Sechelt Zoning Breach: Accessory Building and Use

Accessory uses and buildings are concepts central to zoning decisions.

Sechelt (District of) v. Cutlan, 2008 BCCA 368, is a case that deals with an accessory use and building in the form of a bed and breakfast contained in a separate small building on the lot:

[6] The Cutlans says that the judge erred in using the bylaw’s definition of the term “accessory to” to assist him in determining the meaning of the expression “accessory building”. While the chambers judge did note the definition of the term “accessory to” and did determine that the proper interpretation of the term “accessory building” was consonant with that definition, I do not find that he approached the task of statutory interpretation improperly by conflating the two terms. Rather, he considered the ordinary meaning of the term “accessory building”, and also examined the statutory context in which the term is used. I agree with his discussion of the concept of “accessory building” in the bylaw, and with his conclusion that the term “accessory building” does not contemplate the use of the building as sleeping accommodations.

[7] An examination of the structure of the bylaw and its specific terms dealing with dwelling units strengthens my view that the chambers judge was correct in this regard. The bylaw defines a “dwelling unit” as “a suite of rooms which provide accommodations for one family, has its respective entrance, and contains sleeping, toilet facilities and not more than one set of cooking facilities.” The word “family” is given a broad, inclusive, definition in the bylaw.

[8] The chambers judge found that that the presence of sleeping accommodations in the “accessory building” would bring it within the definition of a “dwelling unit”. I agree with that conclusion. The “accessory building” is a suite of rooms, with its own entrance and with toilet facilities. The Cutlans argue that because it does not contain cooking facilities, it cannot be a “dwelling unit”. The chambers judge correctly rejected this argument, holding that the definition does not require that a “dwelling unit” have cooking facilities; it merely prohibits a dwelling unit from having more than one set of cooking facilities.

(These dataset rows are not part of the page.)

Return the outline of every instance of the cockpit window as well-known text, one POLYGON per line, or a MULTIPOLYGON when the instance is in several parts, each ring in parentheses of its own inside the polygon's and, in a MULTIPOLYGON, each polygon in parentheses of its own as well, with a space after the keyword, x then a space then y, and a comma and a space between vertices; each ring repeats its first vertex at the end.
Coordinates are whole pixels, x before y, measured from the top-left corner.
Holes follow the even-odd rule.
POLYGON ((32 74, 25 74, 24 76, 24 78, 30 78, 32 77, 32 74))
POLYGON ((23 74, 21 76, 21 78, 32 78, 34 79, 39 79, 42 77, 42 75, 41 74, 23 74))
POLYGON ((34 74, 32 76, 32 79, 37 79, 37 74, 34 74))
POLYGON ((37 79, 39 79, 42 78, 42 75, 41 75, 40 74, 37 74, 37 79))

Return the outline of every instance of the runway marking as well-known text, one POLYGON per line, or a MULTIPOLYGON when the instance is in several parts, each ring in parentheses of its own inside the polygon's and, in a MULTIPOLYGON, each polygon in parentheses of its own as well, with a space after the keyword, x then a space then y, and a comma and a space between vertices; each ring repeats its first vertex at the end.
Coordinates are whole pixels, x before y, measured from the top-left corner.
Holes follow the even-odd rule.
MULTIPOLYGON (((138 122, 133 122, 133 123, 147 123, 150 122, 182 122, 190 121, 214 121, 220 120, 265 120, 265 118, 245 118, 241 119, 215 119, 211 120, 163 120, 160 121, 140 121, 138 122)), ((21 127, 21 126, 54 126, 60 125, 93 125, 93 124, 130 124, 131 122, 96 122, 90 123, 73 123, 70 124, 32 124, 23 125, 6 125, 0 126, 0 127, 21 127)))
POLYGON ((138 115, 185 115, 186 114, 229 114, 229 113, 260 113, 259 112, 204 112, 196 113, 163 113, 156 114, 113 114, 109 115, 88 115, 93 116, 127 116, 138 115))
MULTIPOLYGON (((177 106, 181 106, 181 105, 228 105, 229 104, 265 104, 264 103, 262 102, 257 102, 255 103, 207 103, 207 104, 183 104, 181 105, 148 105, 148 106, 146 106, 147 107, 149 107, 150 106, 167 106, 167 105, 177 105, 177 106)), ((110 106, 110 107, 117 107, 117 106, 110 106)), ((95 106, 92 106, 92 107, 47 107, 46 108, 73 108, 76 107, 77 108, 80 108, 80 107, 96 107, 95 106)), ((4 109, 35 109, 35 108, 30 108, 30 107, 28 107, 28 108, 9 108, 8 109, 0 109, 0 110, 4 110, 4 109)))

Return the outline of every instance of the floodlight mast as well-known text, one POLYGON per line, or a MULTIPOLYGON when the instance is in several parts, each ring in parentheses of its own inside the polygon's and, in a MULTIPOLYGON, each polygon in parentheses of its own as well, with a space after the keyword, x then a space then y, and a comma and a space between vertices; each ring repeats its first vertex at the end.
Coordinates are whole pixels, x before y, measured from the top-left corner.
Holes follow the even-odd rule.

[9] Where the bylaw intends dwelling units of various types to be permitted in zones, it does so explicitly. Given the general structure and context of the bylaw, it is, I think, clear that the term “accessory building” was not intended to include any building that is a “dwelling unit.”

There you have it. Accessory buildings are not to be used for sleeping purpose. Even though the decision turns on the language of the bylaw at hand, the underlying reasoning is generally applicable.